Build few-shot learning models

Active learning for classification


Also available on 📺 YouTube

Click here to see a video explanation of how you can build active learners.

Just as you can write labeling functions for your labeling automation, you can also easily integrate active learners. To do so, head to the heuristics overview page and select "Active learning" from the "New heuristic" button.


Similar to the labeling function editor, a coding interface will appear with pre-entered data. Once you made sure that you have the right labeling task selected, you can pick an embedding from the purple badges right above the editor. If you click on them, their configuration will be copied to your clipboard, such that you can enter the name into the value embedding_name of decorator @params_fit.


You can use Scikit-Learn inside the editor as you like, e.g. to extend your model with grid search.

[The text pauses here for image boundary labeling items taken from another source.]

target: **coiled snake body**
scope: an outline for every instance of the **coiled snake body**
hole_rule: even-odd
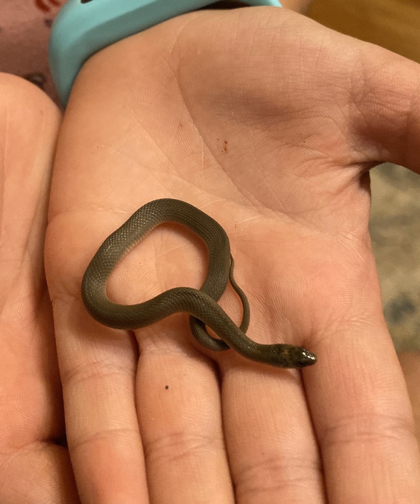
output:
[[[190,229],[202,239],[208,253],[207,275],[199,289],[170,289],[137,304],[119,304],[106,294],[106,283],[117,264],[142,238],[159,224],[175,222]],[[231,348],[247,358],[279,367],[304,367],[316,357],[302,347],[263,345],[245,333],[249,321],[246,296],[233,278],[233,259],[228,236],[206,214],[179,200],[164,199],[139,208],[102,243],[91,261],[82,283],[82,296],[88,311],[105,326],[118,329],[146,327],[174,313],[190,314],[190,328],[197,340],[207,348]],[[217,301],[231,283],[243,307],[242,322],[237,327]],[[221,338],[208,334],[205,326]]]

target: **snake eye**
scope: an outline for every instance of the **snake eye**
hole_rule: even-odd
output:
[[[296,366],[297,367],[306,367],[311,366],[317,361],[316,355],[309,352],[303,347],[297,347],[296,352]]]

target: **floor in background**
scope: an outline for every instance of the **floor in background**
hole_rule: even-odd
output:
[[[369,228],[387,324],[398,351],[420,350],[420,175],[386,163],[371,178]]]

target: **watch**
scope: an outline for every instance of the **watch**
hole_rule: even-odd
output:
[[[243,0],[250,6],[281,7],[278,0]],[[53,25],[50,70],[58,96],[67,104],[84,63],[108,45],[155,25],[207,7],[212,0],[68,0]]]

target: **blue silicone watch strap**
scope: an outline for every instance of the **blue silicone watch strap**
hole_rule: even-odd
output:
[[[281,7],[277,0],[244,0]],[[212,0],[68,0],[54,21],[48,46],[51,75],[62,104],[85,61],[104,47]]]

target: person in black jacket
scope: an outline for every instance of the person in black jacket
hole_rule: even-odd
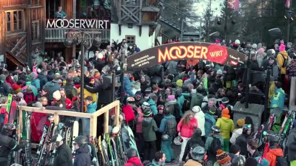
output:
[[[60,134],[54,135],[51,140],[56,147],[54,166],[72,166],[72,150],[64,143],[63,138]]]
[[[74,166],[91,166],[91,154],[90,149],[87,145],[87,137],[79,135],[74,139],[74,149],[75,149],[75,159]]]
[[[246,156],[248,153],[247,150],[247,141],[251,133],[251,125],[245,124],[242,126],[242,133],[239,136],[235,141],[235,144],[238,145],[240,149],[240,154]]]
[[[185,162],[187,154],[188,155],[189,159],[192,159],[189,152],[190,149],[194,148],[194,147],[193,147],[194,145],[199,145],[200,146],[204,148],[204,142],[202,139],[202,131],[199,128],[195,129],[193,135],[192,135],[191,138],[187,142],[187,144],[186,144],[186,147],[185,147],[185,150],[184,150],[184,154],[182,158],[182,161]]]
[[[0,133],[0,166],[7,166],[8,154],[11,150],[17,151],[23,148],[23,144],[17,145],[11,137],[16,126],[13,124],[7,123],[3,126]]]

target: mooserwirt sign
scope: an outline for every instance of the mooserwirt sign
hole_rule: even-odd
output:
[[[48,19],[46,28],[108,29],[110,20],[89,19]]]

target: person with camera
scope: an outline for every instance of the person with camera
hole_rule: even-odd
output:
[[[65,19],[67,17],[67,14],[62,11],[62,6],[59,6],[57,12],[55,15],[55,18]]]
[[[11,123],[7,123],[2,127],[0,132],[0,166],[7,165],[10,151],[16,151],[24,147],[23,144],[18,145],[12,138],[16,129],[15,125]]]

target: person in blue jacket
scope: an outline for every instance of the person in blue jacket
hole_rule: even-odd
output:
[[[156,106],[158,97],[157,97],[157,96],[155,93],[151,93],[150,94],[149,99],[148,102],[150,104],[150,109],[152,110],[153,115],[156,115],[158,114],[157,107]]]
[[[170,114],[170,112],[171,110],[170,110],[169,107],[166,107],[165,108],[163,113],[164,116],[164,118],[161,120],[160,126],[159,129],[157,130],[157,132],[158,132],[163,133],[160,146],[161,151],[166,154],[166,163],[171,163],[174,158],[174,152],[171,147],[172,139],[174,135],[169,135],[169,134],[168,134],[168,133],[169,133],[168,132],[169,126],[168,126],[168,123],[167,123],[167,122],[168,120],[171,120],[171,119],[176,122],[176,126],[174,126],[175,129],[177,127],[177,122],[176,121],[175,116]],[[173,128],[174,126],[170,126],[170,127]],[[167,135],[167,138],[165,136],[166,134]]]
[[[281,83],[279,82],[276,82],[276,93],[275,93],[270,101],[271,107],[284,109],[286,94],[282,88],[282,87]]]
[[[131,77],[131,74],[129,72],[126,72],[123,77],[123,87],[124,92],[128,94],[129,97],[134,97],[135,95],[132,93],[132,88],[131,87],[131,82],[130,80],[130,78]]]

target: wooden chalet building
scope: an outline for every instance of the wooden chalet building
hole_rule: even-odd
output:
[[[45,2],[42,0],[0,0],[0,55],[9,69],[31,62],[43,50]]]
[[[26,62],[30,64],[32,55],[61,51],[69,62],[77,57],[80,47],[66,47],[63,42],[68,32],[77,30],[91,32],[92,38],[99,35],[103,43],[125,38],[130,46],[136,44],[141,50],[148,49],[156,45],[155,39],[161,43],[156,35],[160,29],[158,3],[159,0],[0,0],[0,60],[3,55],[8,69],[13,70]],[[65,19],[109,20],[108,28],[90,31],[48,26],[48,21],[57,19],[55,14],[60,6],[67,15]]]

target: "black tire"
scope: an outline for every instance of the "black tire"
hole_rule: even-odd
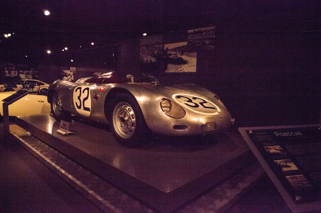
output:
[[[62,108],[60,97],[57,92],[55,92],[52,95],[50,106],[52,115],[56,121],[60,121],[63,120],[68,122],[70,121],[71,114],[66,112]]]
[[[116,140],[131,146],[144,142],[149,135],[149,129],[134,97],[128,93],[120,93],[114,98],[109,106],[107,114]]]

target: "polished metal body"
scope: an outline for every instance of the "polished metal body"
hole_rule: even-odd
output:
[[[130,78],[127,79],[129,83],[104,83],[106,81],[103,80],[102,83],[95,83],[85,82],[88,79],[81,79],[74,83],[64,80],[55,81],[48,88],[48,102],[52,101],[53,94],[57,92],[64,110],[108,123],[108,109],[105,107],[115,95],[127,93],[137,101],[148,128],[156,133],[169,136],[221,131],[229,127],[234,121],[215,94],[194,84],[168,86],[156,82],[132,83]],[[178,104],[185,111],[185,116],[175,118],[166,114],[160,106],[160,102],[164,98]],[[204,124],[209,123],[214,124],[214,130],[204,130]]]

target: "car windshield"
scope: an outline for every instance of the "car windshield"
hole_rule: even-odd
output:
[[[134,82],[135,83],[151,83],[159,82],[153,76],[147,75],[144,74],[136,75],[134,75]]]

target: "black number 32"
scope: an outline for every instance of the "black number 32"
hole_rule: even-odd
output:
[[[200,102],[198,104],[195,103],[195,102],[193,102],[193,100],[189,98],[187,98],[187,97],[186,97],[186,96],[183,96],[181,95],[178,95],[176,96],[176,98],[178,99],[180,99],[182,98],[184,98],[186,99],[187,99],[187,100],[185,100],[185,101],[188,103],[192,104],[193,105],[191,105],[189,104],[187,104],[185,103],[184,103],[184,104],[186,104],[189,106],[190,106],[191,107],[197,108],[198,107],[199,107],[199,105],[198,105],[198,104],[199,104],[204,108],[206,108],[206,109],[217,109],[215,107],[207,106],[205,106],[205,105],[204,105],[204,104],[207,103],[208,102],[205,100],[204,100],[204,99],[201,99],[199,98],[196,98],[196,97],[193,97],[193,98],[192,98],[192,99],[193,99],[193,100],[196,100],[196,99],[199,99],[201,100],[202,101],[202,102]]]
[[[81,92],[81,87],[77,87],[76,90],[75,90],[75,92],[76,92],[77,91],[79,91],[79,95],[78,96],[78,100],[79,101],[79,104],[78,104],[78,103],[77,102],[75,103],[76,106],[77,107],[77,108],[79,109],[81,109],[81,104],[82,104],[82,101],[81,99],[80,98],[82,96],[82,92]],[[82,93],[83,94],[85,92],[85,91],[87,91],[87,96],[83,98],[82,99],[82,106],[83,107],[83,110],[85,111],[88,111],[88,112],[90,112],[90,108],[89,107],[86,107],[85,106],[85,101],[88,99],[88,97],[89,97],[89,88],[86,87],[83,89],[82,91]]]

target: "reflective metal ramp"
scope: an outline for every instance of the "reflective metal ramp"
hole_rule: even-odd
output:
[[[75,119],[69,129],[76,134],[64,136],[49,114],[16,120],[23,130],[10,131],[20,143],[106,211],[222,211],[263,173],[236,132],[160,137],[132,148],[116,142],[103,124]]]

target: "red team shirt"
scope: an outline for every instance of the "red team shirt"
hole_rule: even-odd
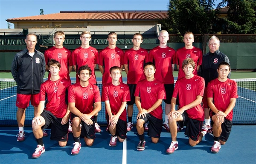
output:
[[[184,77],[176,82],[172,97],[177,98],[178,95],[179,107],[181,108],[195,101],[198,96],[203,97],[204,91],[204,78],[197,75],[194,75],[190,79]],[[201,121],[203,121],[204,119],[204,110],[201,104],[186,112],[191,119]]]
[[[183,47],[178,49],[176,52],[176,64],[179,65],[178,79],[185,77],[185,73],[182,69],[182,62],[186,59],[192,58],[195,63],[195,69],[193,74],[197,75],[197,66],[202,65],[203,53],[200,48],[193,47],[191,49],[187,49]]]
[[[211,81],[207,86],[207,97],[213,98],[216,108],[224,112],[230,103],[230,99],[238,98],[236,82],[229,79],[225,82],[220,82],[218,78]],[[225,118],[232,120],[233,109]]]
[[[129,65],[127,84],[137,84],[139,81],[145,79],[143,65],[148,54],[148,51],[142,48],[137,51],[131,48],[125,51],[124,64]]]
[[[89,83],[86,87],[80,82],[71,85],[68,89],[68,102],[75,102],[75,106],[83,114],[93,111],[93,103],[101,102],[99,88]]]
[[[73,66],[73,63],[71,52],[70,51],[65,47],[57,48],[55,47],[52,47],[45,51],[44,58],[46,65],[52,59],[58,61],[61,63],[61,70],[59,72],[60,76],[70,80],[68,67]],[[48,79],[50,79],[50,74],[49,73]]]
[[[54,82],[48,79],[41,85],[39,101],[46,101],[47,96],[45,110],[50,111],[57,118],[62,118],[67,108],[66,91],[70,83],[69,80],[62,77]]]
[[[104,72],[102,76],[102,85],[105,85],[111,82],[112,79],[109,75],[109,69],[111,68],[117,66],[121,67],[123,65],[124,52],[117,47],[114,49],[106,47],[99,52],[99,65],[103,66]],[[121,77],[120,81],[122,82]]]
[[[174,83],[172,64],[175,62],[175,50],[170,47],[156,47],[149,52],[147,62],[154,62],[154,77],[164,84]]]
[[[158,99],[166,99],[163,84],[156,79],[152,82],[146,79],[138,82],[134,96],[140,98],[141,107],[147,110]],[[162,119],[163,109],[160,105],[149,113],[158,119]]]
[[[119,111],[122,102],[131,101],[129,87],[123,83],[118,86],[115,86],[112,83],[103,86],[102,94],[102,101],[109,100],[111,111],[114,115],[116,115]],[[107,110],[106,114],[108,114]],[[126,121],[126,108],[119,118]]]
[[[92,70],[92,74],[89,79],[89,82],[96,84],[96,77],[94,72],[94,65],[99,64],[98,52],[96,48],[90,46],[88,48],[80,47],[72,52],[73,65],[76,65],[76,72],[81,66],[88,65]],[[76,75],[76,82],[79,82],[79,79]]]

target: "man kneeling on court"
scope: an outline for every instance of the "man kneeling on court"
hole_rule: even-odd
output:
[[[199,143],[204,136],[201,130],[204,115],[201,104],[204,90],[204,80],[193,74],[195,67],[193,59],[184,60],[182,69],[185,76],[177,80],[175,85],[171,102],[171,112],[168,115],[172,142],[166,150],[168,154],[172,154],[178,148],[177,122],[183,122],[184,125],[187,124],[185,134],[188,136],[191,146]],[[177,96],[179,96],[180,109],[175,110]]]
[[[126,138],[126,103],[131,101],[129,87],[120,82],[122,72],[120,67],[110,68],[111,82],[103,85],[102,95],[105,102],[106,119],[111,136],[109,146],[116,146],[116,140],[124,141]]]
[[[156,79],[154,75],[155,66],[152,62],[144,66],[146,79],[138,82],[134,96],[139,113],[137,115],[136,127],[140,141],[137,146],[139,151],[144,150],[146,141],[144,139],[143,124],[148,121],[148,135],[156,144],[159,141],[163,124],[162,101],[166,98],[163,83]]]
[[[67,91],[70,82],[59,76],[61,69],[59,62],[51,59],[48,63],[48,67],[50,77],[41,85],[39,104],[32,120],[33,133],[38,143],[32,155],[34,158],[40,157],[45,151],[42,129],[50,124],[52,125],[51,139],[58,141],[61,147],[65,146],[67,141],[70,111]],[[44,109],[46,98],[47,101]]]
[[[228,139],[232,127],[233,108],[238,98],[236,82],[227,78],[230,72],[230,65],[222,62],[217,71],[218,77],[211,81],[207,87],[210,116],[213,122],[214,144],[211,151],[214,153],[219,152],[221,144],[225,144]]]
[[[94,116],[101,109],[101,102],[99,88],[89,82],[92,70],[88,65],[81,66],[77,72],[79,82],[70,86],[68,90],[68,106],[75,140],[71,151],[73,155],[78,154],[81,148],[80,135],[88,146],[92,146],[95,139]]]

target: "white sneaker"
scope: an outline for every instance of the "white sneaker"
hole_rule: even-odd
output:
[[[99,128],[99,125],[98,124],[98,123],[96,123],[95,124],[94,127],[95,128],[96,133],[100,133],[101,130]]]

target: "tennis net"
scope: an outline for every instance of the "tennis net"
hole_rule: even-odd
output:
[[[233,109],[233,123],[237,124],[256,124],[256,78],[235,79],[238,86],[239,99]],[[72,83],[75,82],[72,81]],[[102,84],[98,84],[101,95]],[[0,79],[0,126],[17,126],[17,84],[13,79]],[[165,104],[163,102],[163,108]],[[133,122],[136,122],[137,108],[134,106]],[[105,105],[102,102],[102,110],[99,113],[98,122],[106,125]],[[164,114],[164,112],[163,114]],[[34,108],[30,105],[26,111],[25,126],[31,126],[34,116]]]

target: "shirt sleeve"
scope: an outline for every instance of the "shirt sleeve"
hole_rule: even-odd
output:
[[[76,102],[76,95],[72,86],[70,86],[68,88],[68,102]]]
[[[107,100],[109,100],[108,95],[108,90],[105,86],[103,86],[102,93],[102,101],[104,102]]]

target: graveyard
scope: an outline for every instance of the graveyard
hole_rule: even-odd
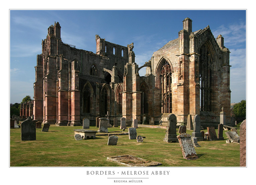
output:
[[[42,128],[43,126],[42,124]],[[96,133],[95,139],[86,138],[79,140],[75,139],[74,130],[79,131],[83,129],[82,126],[51,125],[48,132],[42,132],[42,128],[37,128],[35,129],[36,139],[30,141],[21,140],[20,128],[10,129],[10,166],[125,167],[127,166],[107,160],[108,158],[124,155],[142,158],[149,163],[157,162],[161,164],[159,166],[160,167],[236,167],[240,165],[239,144],[226,141],[229,135],[225,133],[230,131],[223,131],[223,140],[198,140],[198,145],[201,146],[195,147],[198,158],[187,160],[182,156],[178,142],[163,141],[168,134],[166,129],[139,126],[136,129],[137,135],[141,136],[143,139],[141,138],[142,141],[137,142],[136,139],[130,139],[131,135],[128,133],[130,127],[127,127],[123,131],[120,127],[108,128],[109,134],[127,133],[116,135],[115,137],[118,137],[116,145],[108,145],[110,141],[108,133],[97,133],[99,128],[95,126],[90,126],[87,129]],[[218,134],[218,129],[214,130]],[[176,130],[178,135],[179,128],[176,128]],[[205,133],[209,131],[207,129],[200,131]],[[172,132],[173,133],[173,130]],[[193,132],[187,129],[186,133],[191,136]],[[237,133],[239,135],[239,128]],[[115,137],[112,137],[114,139]]]

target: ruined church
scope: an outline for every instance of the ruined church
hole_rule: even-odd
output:
[[[96,35],[94,53],[63,42],[55,23],[37,55],[34,119],[76,126],[85,118],[93,125],[96,117],[107,115],[112,125],[124,117],[129,126],[134,119],[148,124],[153,116],[155,124],[166,125],[173,113],[178,125],[186,125],[188,115],[199,115],[206,126],[219,123],[223,107],[230,122],[230,52],[221,35],[215,38],[209,25],[193,32],[192,23],[185,19],[178,38],[139,66],[133,43],[121,46]]]

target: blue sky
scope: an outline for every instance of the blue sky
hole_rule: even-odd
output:
[[[209,25],[215,38],[224,38],[229,49],[231,103],[246,98],[246,11],[242,10],[33,10],[10,13],[10,103],[33,96],[36,55],[54,21],[61,28],[62,42],[79,49],[96,50],[95,35],[123,46],[133,42],[139,66],[154,51],[178,37],[182,21],[192,19],[192,31]],[[144,72],[139,71],[141,76]]]

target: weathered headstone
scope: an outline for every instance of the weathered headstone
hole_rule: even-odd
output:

The self.model is any model that fits the Scikit-Learn estimator interface, i.e. you can also write code like this:

from sklearn.model_selection import GridSearchCV
from sklearn.tree import DecisionTreeClassifier

class ActiveDecisionTree(LearningClassifier):

    def __init__(self):
        params = {
            "criterion": ["gini", "entropy"],
            "max_depth": [5, 10, None]
        self.model = GridSearchCV(DecisionTreeClassifier(), params, cv=3)

# ...

As with any other heuristic, your function will automatically and continuously be evaluated against the data you label manually.

Minimum confidence for finetuning

One way to improve the precision of your heuristics is to label more data (also, there typically is a steep learning curve, in the beginning, so make sure to label at least some records). Another way is to increase the min_confidence threshold of the @params_inference decorator. Generally, precision beats recall in active learners for weak supervision, so it is perfectly fine to choose higher values for the minimum confidence.

Active learning for extraction

We're using our own library sequencelearn to enable a Scikit-Learn-like API for programming span predictors, which you can also use outside of our application.

Other than importing a different library, the logic works analog to active learning classifiers.